The firsthand stories are just as encouraging. When Jonathan Davis, a 43-year-old fitness consultant and bike-shop owner in Black Hawk, Colorado, returned to mountain-bike racing after a 13-year hiatus, he found it tough to keep up with younger racers. “I hired a coach with the hope of enjoying the races more and possibly scoring a top-ten finish or two,” Davis says. In two years, he racked up wins at 24 Hours in the Old Pueblo, the Vapor Trail 125, and the 24-Hour Mountain Bike National Championships. “There’s no doubt that my accomplishments are a direct result of coaching.”

With the 2014 AZT 300 looming, in December I turned my training strategy over to former mountain-bike national champion Lynda Wallenfels, owner of Utah-based LW Coaching and coach to many of the country’s top ultra-endurance mountain bikers. Her first step was a detailed phone interview to determine my strengths, weaknesses, and goals, followed by a field test to establish my fitness baseline. With my power and heart-rate numbers in hand, as well as ride files from my entire 2013 season, Wallenfels began crafting my plan.
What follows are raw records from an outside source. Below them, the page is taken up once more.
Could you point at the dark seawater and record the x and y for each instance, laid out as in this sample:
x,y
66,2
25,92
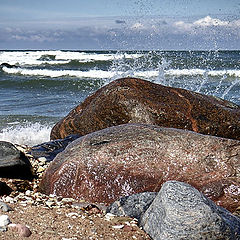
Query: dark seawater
x,y
43,86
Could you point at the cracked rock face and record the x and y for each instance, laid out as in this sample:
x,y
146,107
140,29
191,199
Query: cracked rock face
x,y
132,100
131,158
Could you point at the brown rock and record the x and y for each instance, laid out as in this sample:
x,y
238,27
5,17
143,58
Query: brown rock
x,y
22,230
131,100
131,158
The AZT 300 is an ultra-endurance event, so most of my work was geared toward increasing my ability to hold solid power numbers for long periods of time. Over the next four months, I averaged 15 hours of riding per week, including a couple of 20- and 25-hour weeks. In addition to saddle time, Wallenfels prescribed strength and flexibility workouts five times a week. Compared to my self-coached regimen, she had me riding harder, resting more, and spending several extra hours a week focused on cross-training.

  Photo: Jen Judge

I shared every ride file with Wallenfels via the sports-tracking software Training Peaks, took her input on nutrition to get my weight and body-fat percentage down, and filled out daily surveys covering fatigue and motivation levels. She used all this info to make weekly adjustments to my training, something I’d never been able to do effectively on my own. In the run-up to the race, I suffered a two-week bout of the flu, and Wallenfels tweaked my training load to make sure that I recovered without losing weeks of hard-earned conditioning.
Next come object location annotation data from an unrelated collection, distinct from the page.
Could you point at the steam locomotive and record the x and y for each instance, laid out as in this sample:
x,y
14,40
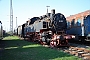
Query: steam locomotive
x,y
47,29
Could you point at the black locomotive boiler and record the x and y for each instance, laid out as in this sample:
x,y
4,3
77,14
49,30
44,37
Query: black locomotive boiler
x,y
48,29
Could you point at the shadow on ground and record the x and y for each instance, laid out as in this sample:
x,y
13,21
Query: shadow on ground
x,y
17,49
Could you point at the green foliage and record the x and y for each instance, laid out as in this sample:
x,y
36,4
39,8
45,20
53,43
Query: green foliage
x,y
16,49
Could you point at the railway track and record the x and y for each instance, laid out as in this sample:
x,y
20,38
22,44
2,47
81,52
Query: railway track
x,y
79,51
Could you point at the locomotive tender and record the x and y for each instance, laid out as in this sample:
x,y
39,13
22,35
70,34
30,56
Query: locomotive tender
x,y
47,29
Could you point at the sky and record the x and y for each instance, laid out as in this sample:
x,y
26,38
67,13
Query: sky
x,y
26,9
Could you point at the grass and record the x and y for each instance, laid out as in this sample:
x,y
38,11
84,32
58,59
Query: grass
x,y
16,49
When I finally arrived at the start of the AZT 300, I wasn’t as anxious as in past years. I knew I had done everything I could to prepare. About 17 hours in, I suffered from some stomach issues and struggled to choke down calories. Thankfully, my legs stayed strong and propelled me to a fast finish in the last four hours. I was only good enough for second place, but I squeaked in just under my goal, in 47 hours and 59 minutes—a full four hours faster than my previous time.

“The point of getting a coach is to know what your best can be,” Wallenfels told me at the start of training. It’s clear that she helped me meet my goal of 48 hours. And given my refueling difficulties, I feel like I still have a better ride in me.

When AZT season arrives next year, the first thing I’ll do is call my coach.

Train Like a Pro

Mix It Up
Repetition, whether in pedaling or running, leads to imbalances in the body and even injury. Add two 30-minute sessions per week of core and flexibility training, and always finish your primary workout with light stretching and foam-roller time.

Build with Blocks
While many amateur athletes train at the same intensity and frequency year-round, coaches use a periodization schedule that increases load and fitness in stair-step blocks, with rest breaks in between. Wallenfels advocates three weeks of training followed by one week of recovery. Three to four blocks constitute the lead-up to peak event performance.

Rest Well
Your body also needs time to recover during back-to-back training days. Wallenfels insisted that I skip, say, Monday’s workout unless I got eight hours of sleep after a hard Sunday.